Finance Minister of the Year 2017: The Banker Global Financial Intelligence


Finance minister of the Year, Middle East

Anas Al-Saleh, Kuwait

Relative to many of its oil-producing peers, Kuwait is weathering the lower commodity price environment well. Backed by strong fiscal and external positions, as well as a break-even oil price of about $46 per barrel, the country is expected to register gross domestic product (GDP) growth of 2.5% in 2016. Improvements to the investment environment, coupled with the government’s strong commitment to capital spending, have gone some way to supporting this growth.

“[Kuwait] is fortunate enough to be in a position of great financial and economic strength, thanks to a combination of high oil reserves and low oil production costs. As a result, our break-even point for both fiscal and external balances is the lowest among Gulf Co-operation Council [GCC] countries. In parallel, Kuwait boasts a very robust balance sheet with one of the lowest debt-to-GDP ratios in the GCC, and large domestic and international assets,” says Kuwait’s finance minister, Anas Al-Saleh.

But serious longer term challenges remain. A heavy dependence on oil-related revenues will hit the country’s finances much harder in the coming years, as generous subsidies and an inflated public sector wage bill dampen its economic outlook. In response to these challenges, Mr. Al-Saleh has enacted an ambitious programs of reform in partnership with other government agencies. This includes the repricing of public goods and services and the introduction of value-added tax.

“The reform plan, comprising more than 40 initiatives over the short and medium term, materializes the government’s strong will to balance public finances as well as diversify the economy.
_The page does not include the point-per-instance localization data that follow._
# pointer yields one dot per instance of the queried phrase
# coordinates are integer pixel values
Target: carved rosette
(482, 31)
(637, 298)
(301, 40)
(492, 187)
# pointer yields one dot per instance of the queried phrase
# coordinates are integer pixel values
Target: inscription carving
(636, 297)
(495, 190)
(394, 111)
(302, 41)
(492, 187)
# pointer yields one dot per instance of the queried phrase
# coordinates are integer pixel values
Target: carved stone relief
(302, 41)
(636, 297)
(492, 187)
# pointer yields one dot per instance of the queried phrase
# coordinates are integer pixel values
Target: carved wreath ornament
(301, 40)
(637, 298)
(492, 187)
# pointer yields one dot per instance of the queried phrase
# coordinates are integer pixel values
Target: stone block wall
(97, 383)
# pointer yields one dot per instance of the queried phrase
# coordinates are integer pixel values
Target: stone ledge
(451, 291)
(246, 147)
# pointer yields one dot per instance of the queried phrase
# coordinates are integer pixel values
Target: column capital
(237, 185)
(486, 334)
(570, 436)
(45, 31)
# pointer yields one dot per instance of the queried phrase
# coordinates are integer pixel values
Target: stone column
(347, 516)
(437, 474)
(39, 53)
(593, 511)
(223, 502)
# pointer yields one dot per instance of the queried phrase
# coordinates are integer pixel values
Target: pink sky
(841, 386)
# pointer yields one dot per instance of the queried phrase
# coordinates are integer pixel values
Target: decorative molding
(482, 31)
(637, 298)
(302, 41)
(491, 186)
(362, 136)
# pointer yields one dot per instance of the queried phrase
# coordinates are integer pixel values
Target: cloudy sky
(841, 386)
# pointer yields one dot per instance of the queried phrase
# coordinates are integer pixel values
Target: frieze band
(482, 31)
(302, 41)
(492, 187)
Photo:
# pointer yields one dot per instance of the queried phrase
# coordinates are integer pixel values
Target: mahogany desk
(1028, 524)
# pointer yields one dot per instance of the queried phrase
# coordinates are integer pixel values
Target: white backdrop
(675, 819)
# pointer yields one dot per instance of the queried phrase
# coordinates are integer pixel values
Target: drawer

Such diversification will focus on increasing national and foreign private sectors’ contribution to the economy, through the development of public-private partnerships projects, fostering small and medium-sized enterprises, initiating a nationwide privatization strategy, as well as increasing the ease of doing business in our country,” says Mr. Al-Saleh.

Further steps to rein in government spending include improving government efficiency, rationalizing subsidies and reforming the public sector wage system. Taken together, this represents one of the boldest reform programs in the GCC. Though the full implementation of these changes will depend to some degree on the country’s political environment, they nevertheless represent the kind of long-term vision that is required during a deeply challenging time for oil producers across the globe.